RE: papilloma and cortisone

The issue is probably moot since cortisone is not an appropriate treatment for granulmomas. I would rec. no laser surgery on the vocal folds especially near the arytenoid cartilages and voice rest or light voice use following the surgery (~ 5-7 days) Granulomas form from irritation of the larynx, they are commonly associated with gastro-esophageal reflux (GERD) and voice abuse. If you have any hint of GERD problems I also would rec. treatment pre and post-op.

Good Luck

 

------------------------------------------------

 

Posted on Jul 8, 1998 at 16:42

Name : Jim Fors

email: jim.fors@noaa.gov

Question:

I take 400mg I3C daily...should the 400mg be taken all at once or spread out during the course of the day?

Answers/Comments:

(Posted on Jul 15, 1998, by Michael Zeligs, MD)

"Regarding the question of relative benefits of a single large or smaller divied doses of DIM/I3C and clininical response in RRP, I am not aware of a study that does this comparison. The Rosen study used a twice a day dosing regimen. Theoretically, if the objective in supplementing is to convert the metabolism of vocal cord epithelium then it is necessary to either deliver 2OH estrone to this tissue via the blood or to have DIM arrive at the tissue in sufficient concentration to shift the estrogen metabolism of the vocal cord tissue itself. The latter is probably most important. Both of these objectives would seem to be served best by a single high dose of indole. This would yield higher blood levels of 20H estrone from the liver and higher blood levels of DIM.
Keep in mind that a larger single dose may also provoke more of short term side effects like transient dizziness."

(Posted on Jul 15, 1998, by Bill Stern based on conversation with Dr. Leon Bradlow)

There is no need to spread a daily dosing of I3C throughout the day. There really shouldn't be any difference whether the dosage is taken all at once or twice a day.

 

------------------------------------------------

Posted on Jul 6, 1998 at 16:40

Name : Noora Aljarn

email: noora_aljarn@yahoo.com

Comment:

I am a 17 year old girl with RRP. I have had RRP since 1 year of age. I have a tracheostomy for 16 years,( can't remember life without it). I would like to get together with other patients with RRP if it is possible.

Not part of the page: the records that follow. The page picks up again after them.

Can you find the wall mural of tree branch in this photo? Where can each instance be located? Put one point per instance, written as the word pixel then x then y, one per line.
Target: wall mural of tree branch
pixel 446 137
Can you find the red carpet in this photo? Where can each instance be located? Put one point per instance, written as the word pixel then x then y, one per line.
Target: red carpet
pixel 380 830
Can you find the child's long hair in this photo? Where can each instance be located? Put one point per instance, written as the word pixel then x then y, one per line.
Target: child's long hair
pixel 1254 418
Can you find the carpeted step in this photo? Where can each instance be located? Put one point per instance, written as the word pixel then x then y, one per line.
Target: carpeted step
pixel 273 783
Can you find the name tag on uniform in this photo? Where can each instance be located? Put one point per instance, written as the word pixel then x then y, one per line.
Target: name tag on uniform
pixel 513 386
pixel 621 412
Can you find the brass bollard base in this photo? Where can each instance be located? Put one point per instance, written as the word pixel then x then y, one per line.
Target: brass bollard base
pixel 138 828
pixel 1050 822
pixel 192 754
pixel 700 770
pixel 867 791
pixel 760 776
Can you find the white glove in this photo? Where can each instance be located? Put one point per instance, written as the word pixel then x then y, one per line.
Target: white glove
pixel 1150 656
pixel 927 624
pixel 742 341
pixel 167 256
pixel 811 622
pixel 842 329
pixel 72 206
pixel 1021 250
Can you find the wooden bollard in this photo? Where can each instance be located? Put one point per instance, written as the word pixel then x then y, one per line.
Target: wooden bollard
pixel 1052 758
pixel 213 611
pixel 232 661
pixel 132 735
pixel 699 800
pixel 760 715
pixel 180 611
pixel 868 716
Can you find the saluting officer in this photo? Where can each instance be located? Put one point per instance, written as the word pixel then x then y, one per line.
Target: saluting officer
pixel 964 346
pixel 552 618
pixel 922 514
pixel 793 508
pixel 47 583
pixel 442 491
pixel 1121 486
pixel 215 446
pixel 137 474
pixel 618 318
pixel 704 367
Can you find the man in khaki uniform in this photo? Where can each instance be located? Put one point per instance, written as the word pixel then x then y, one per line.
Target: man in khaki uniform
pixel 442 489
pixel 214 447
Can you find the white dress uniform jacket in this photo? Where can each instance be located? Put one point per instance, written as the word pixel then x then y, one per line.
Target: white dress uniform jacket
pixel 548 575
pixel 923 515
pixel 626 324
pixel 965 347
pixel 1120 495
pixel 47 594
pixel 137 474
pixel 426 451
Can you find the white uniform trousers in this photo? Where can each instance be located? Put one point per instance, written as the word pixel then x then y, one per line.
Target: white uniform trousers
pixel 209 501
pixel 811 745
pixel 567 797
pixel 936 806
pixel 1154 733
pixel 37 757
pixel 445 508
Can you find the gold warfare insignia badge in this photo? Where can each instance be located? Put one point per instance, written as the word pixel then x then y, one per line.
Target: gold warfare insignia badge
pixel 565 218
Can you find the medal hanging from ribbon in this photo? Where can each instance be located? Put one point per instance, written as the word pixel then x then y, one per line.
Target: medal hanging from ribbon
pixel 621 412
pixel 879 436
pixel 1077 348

I can be reached at the Ronald McDonald House

267-07 76th Ave New Hyde Park NY Tel: (718) 343 5683

THANK YOU FOR THIS EXTREMELY WONDERFUL WEBSITE

Your's sincerely Noora Aljarn

(Note: Noora will be at this address for much of July before returning to her home in the United Arab Emirates)

 

------------------------------------------------

 

Posted on Jul 6, 1998 at 16:40

Name: Anonymous

Question:

Do you have any comments on the success of web removal surgery?

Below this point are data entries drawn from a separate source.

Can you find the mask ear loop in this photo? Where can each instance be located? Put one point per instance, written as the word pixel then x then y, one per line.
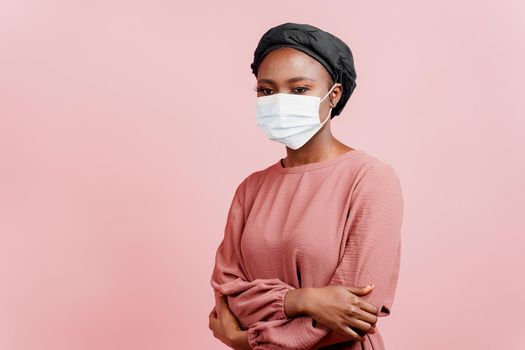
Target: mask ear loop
pixel 330 110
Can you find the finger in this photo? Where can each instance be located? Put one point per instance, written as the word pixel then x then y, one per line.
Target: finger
pixel 365 316
pixel 368 307
pixel 359 326
pixel 361 290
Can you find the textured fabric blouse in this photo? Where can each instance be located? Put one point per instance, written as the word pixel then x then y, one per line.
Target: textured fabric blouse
pixel 333 222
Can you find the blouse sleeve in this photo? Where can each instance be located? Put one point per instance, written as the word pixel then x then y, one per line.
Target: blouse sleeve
pixel 250 301
pixel 371 255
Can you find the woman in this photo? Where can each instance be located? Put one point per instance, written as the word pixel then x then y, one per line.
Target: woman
pixel 311 249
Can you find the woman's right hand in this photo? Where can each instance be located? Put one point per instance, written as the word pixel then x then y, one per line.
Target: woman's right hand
pixel 340 308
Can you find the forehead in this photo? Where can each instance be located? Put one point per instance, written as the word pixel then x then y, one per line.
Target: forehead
pixel 287 62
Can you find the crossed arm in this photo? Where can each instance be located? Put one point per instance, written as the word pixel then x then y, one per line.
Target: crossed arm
pixel 371 255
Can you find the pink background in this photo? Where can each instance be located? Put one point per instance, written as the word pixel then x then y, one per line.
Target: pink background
pixel 125 127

Could drugs that prevent the growth of blood vessels, help if taken after surgery during the time frame of web growth. Since growing tissues need growing blood vessels, preventing these vessels from growing would seem to prevent webs.

Do you know what the time frame for web growth is after surgery, or when I can breathe a sigh of relief afterwards?

Answer/Comments:

(Posted on Jul 13, 1998, by Bill Stern, based on phone interview with Haskins Kashima, MD)

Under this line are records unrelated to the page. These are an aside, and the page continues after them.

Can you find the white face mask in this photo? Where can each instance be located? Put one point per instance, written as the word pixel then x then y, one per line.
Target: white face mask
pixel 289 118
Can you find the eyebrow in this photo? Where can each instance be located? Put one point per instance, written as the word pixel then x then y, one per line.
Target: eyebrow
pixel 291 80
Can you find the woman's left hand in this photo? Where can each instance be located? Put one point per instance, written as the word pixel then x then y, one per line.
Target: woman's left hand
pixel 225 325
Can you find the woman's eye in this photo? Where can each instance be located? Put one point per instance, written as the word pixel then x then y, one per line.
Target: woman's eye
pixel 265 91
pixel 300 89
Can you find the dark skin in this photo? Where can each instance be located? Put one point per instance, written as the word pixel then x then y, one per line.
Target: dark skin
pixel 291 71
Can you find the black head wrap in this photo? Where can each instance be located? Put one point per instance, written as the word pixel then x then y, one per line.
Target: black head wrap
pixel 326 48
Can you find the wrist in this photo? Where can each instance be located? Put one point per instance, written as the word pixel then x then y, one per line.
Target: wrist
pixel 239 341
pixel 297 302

There is no generally applicable answer regarding success rates of web removal surgery. Webs vary considerably from patient to patient, and as such, the chances that they can be successfully removed must be assessed on a case by case basis. Thick webs generally present a more challenging situation than thin webs.

In any case, a second opinion is strongly advised before undergoing web removal surgery.

(Posted on Jul 28, 1998 at 18:49, by Anonymous)

My doctor used dissolvable sutures during web removal surgery to prevent the return of the web. They were placed in a way that made it difficult for the web to return. According to the doctor, the first 3 days after surgery are the timeframe that webs form.

Of course, with papilloma, we also took a risk that the more complicated surgery with sutures might stimulate papilloma growth, but it hasn't been the case so far, and the web has not returned either.